The Transport minister, Mr Abraham Byandala (L), hands over a card to a bus driver at Face Technologies offices in Kampala on Friday. PHOTO BY STEPHEN OTAGE

What you need to know:

Underway. Under the new guidelines, all the drivers will be required to display the badges which are currently being distributed to them free of charge

Kampala.
Beginning Tuesday, all drivers of taxis and passenger buses will be required to wear identification badges.

“Starting Tuesday we shall be arresting all those without the badges because drivers must know that these are permanent jobs. They are going to be answerable to the Ministry of Works and the police,” Police Commissioner for Traffic, Dr Steven Kasiima, said at the launch of the badges for public service vehicles (PSV) drivers and new enhanced computerised driving permits at Kyambogo, on Friday.

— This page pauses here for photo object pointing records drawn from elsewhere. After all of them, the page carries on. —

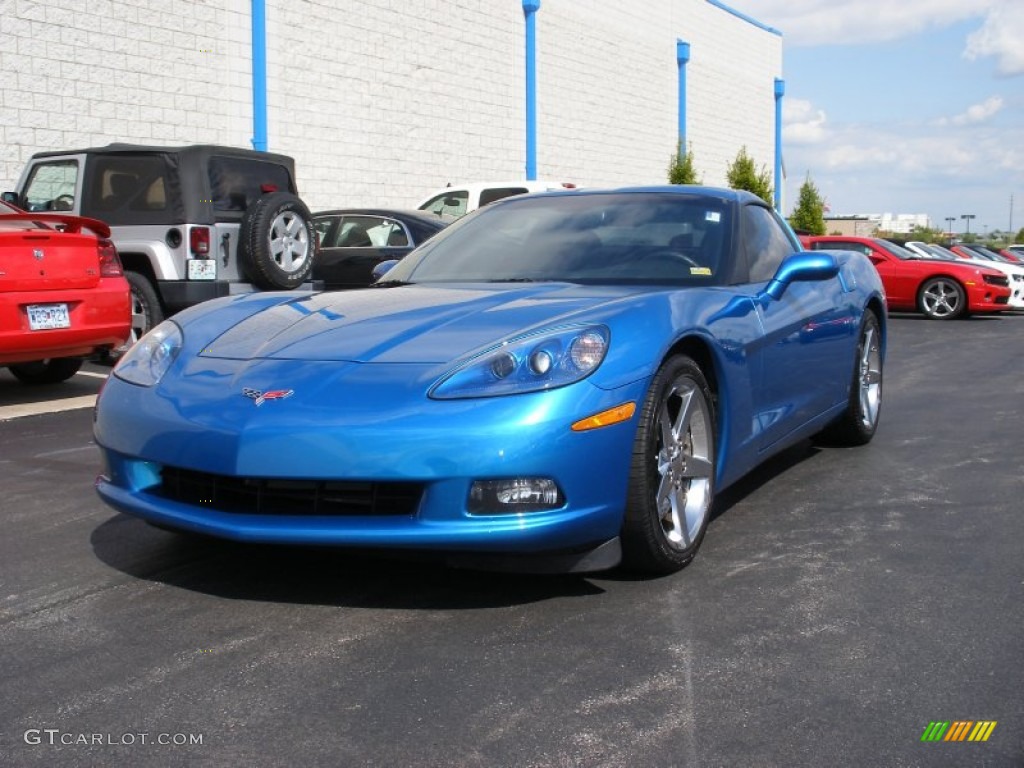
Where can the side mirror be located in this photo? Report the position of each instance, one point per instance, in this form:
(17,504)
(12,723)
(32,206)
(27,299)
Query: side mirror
(382,268)
(802,267)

Wearing badges is the government’s new initiative to crack down on incompetent drivers to reduce the increasing road carnage in the country.
A recent verification exercise by the Uganda police and the Transport Licensing Board discovered that half of the passenger bus drivers who were tested were found incompetent.

Dr Kasiima said that out of 1,000 bus drivers who were presented by bus owners for vetting prior to the launch of the new policy, only 534 were found competent.

He said the majority had history of causing accidents, reckless driving, driving under influence of alcohol while others did not have the necessary qualifications.

“Many drivers are poorly trained and drive vehicles of the class they are not qualified for while others are ignorant of traffic regulations, road signs and markings,” he said.

Under the new policy, drivers of PSVs will wear identification badges which they get after they have been vetted, tested and proven competent by the police and the Transport Licensing Board.

The Minister for Transport and Works, Mr Abraham Byandala, who launched the policy, said the new measures will affect even drivers of private omnibuses and boda-bodas (motorcycles) riders.

“Until today, a driver was only required to possess a valid driving permit to drive a PSV. A person who wishes to drive a PSV shall have to be first vetted by both the Police and the Transport Licensing Board to ensure that such a person is competent,” he said.

Mr Byandala said the new policy will also check whether a PSV driver has attained the right age to drive a particular class of vehicle or, in the case of an existing driver, has a clean record of driving passenger vehicles.

The government will also provide an updated national data base of competent and accredited drivers of PSVs and goods vehicles.
Dr Kasiima said that since the introduction of the Safeway-Right Way campaign supported by the World Bank in 2012, traffic accidents have drastically reduced on Uganda’s highways.